Review Insurgency and Counter-Insurgency In Iraq

Hashim, Ahmed, Insurgency and Counter-Insurgency In Iraq, Ithaca: Cornell University Press, 2006

Insurgency and Counter-Insurgency In Iraq might be the best introduction to the subject. Ahmed Hashim worked in Iraq two times in 2003-04 and 2005 advising the U.S. military. He also did extensive research with dozens of quotes by Iraqis on the resistance to the U.S. occupation. While he covered the goals, organization, tactics and U.S. response to the insurgency, he might have done his best work on what caused it focusing upon Sunni grievances.
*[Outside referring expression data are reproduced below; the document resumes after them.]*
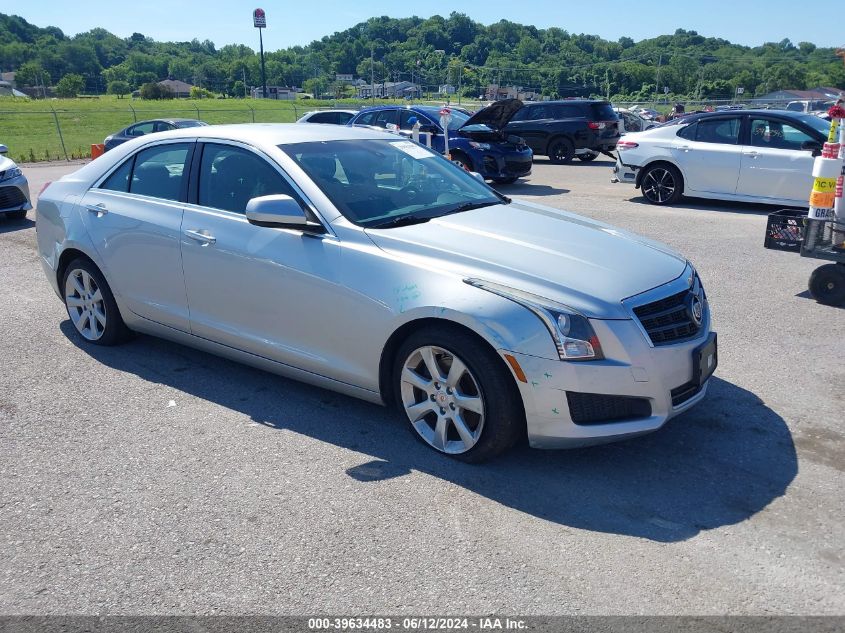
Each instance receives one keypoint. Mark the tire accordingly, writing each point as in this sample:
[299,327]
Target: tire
[483,396]
[561,151]
[827,284]
[90,304]
[462,161]
[662,184]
Hashim wrote that Sunnis joined the insurgency for many reasons from nationalism to honor to revenge to pride to religion, but to him the loss of identity was the most important. When the British created Iraq in the wake of World War I they gave power to the Sunni community even though it was a minority. For the following decades Sunnis came to believe that their interests were the interests of Iraq. The 2003 invasion destroyed that system and threatened their world view as well. They lost their status, their privilege, and believed that the Americans, the Shiites and Kurds were marginalizing them. Decades of Baathist propaganda and the rise of Salafism in the 1990s also made many Sunnis look down on Shiites and when they took over the state in 2005 it increased the identity crisis. Despite all that not all Sunnis immediately opposed the U.S. occupation. The majority took a wait and see approach. Hashim believed that the Coalition Provisional Authority could have co-opted the community, but instead not only ignored it, but instituted policies such as disbanding the military that made Sunnis feel like victims. The author makes a convincing case that this list of grievances that started right after the overthrow of Saddam are the main factors and those can still be found at work to the present day.

There’s also a section on how U.S. strategy failed, which is still relevant today because the Iraqi security forces are largely doing the same thing today. The Americans did things like failing to rebuild Iraq and restore services. It never dealt with the militias which challenged the state’s authority. It struggled to create an effective police and army. It carried out mass arrests which enraged Sunnis and short term security sweeps which allowed the militants to leave when they started and return when they ended. Many of these are still apparent in Iraq. Baghdad had no policy for rebuilding war ravaged areas in 2017 and many of those places still have destroyed and damaged housing and poor services. There are still militias in the form of the Hashd al-Shaabi who have even more power today than when Hashim wrote his book, and the army and police still face institutional problems. Finally the authorities still rely upon large security operations which only secure an area as long as forces are there and then the insurgents return afterward.

Where the book goes off track a bit is a chapter on identity politics in post-03 Iraq. It goes into the split between Sunnis and Shiites, whether the Kurds wanted to be independent from Iraq or no, etc. Reading the book today that’s really unnecessary to explain the insurgency, especially because he didn’t relate much of it to that topic. However, since the book was written in 2005 when many had little in depth knowledge of Iraq it was probably considered necessary.

If you want to get a good understanding of the origins of the Iraqi insurgency and why it still continues to this day there might not be a better source than Insurgency and Counter-Insurgency In Iraq. The insights into Sunni grievances is the highlight and the endless quotes by Iraqis support Hashim’s main points. The fact that it was written in 2005 and still stands up to today shows how spot on the author’s research and arguments were.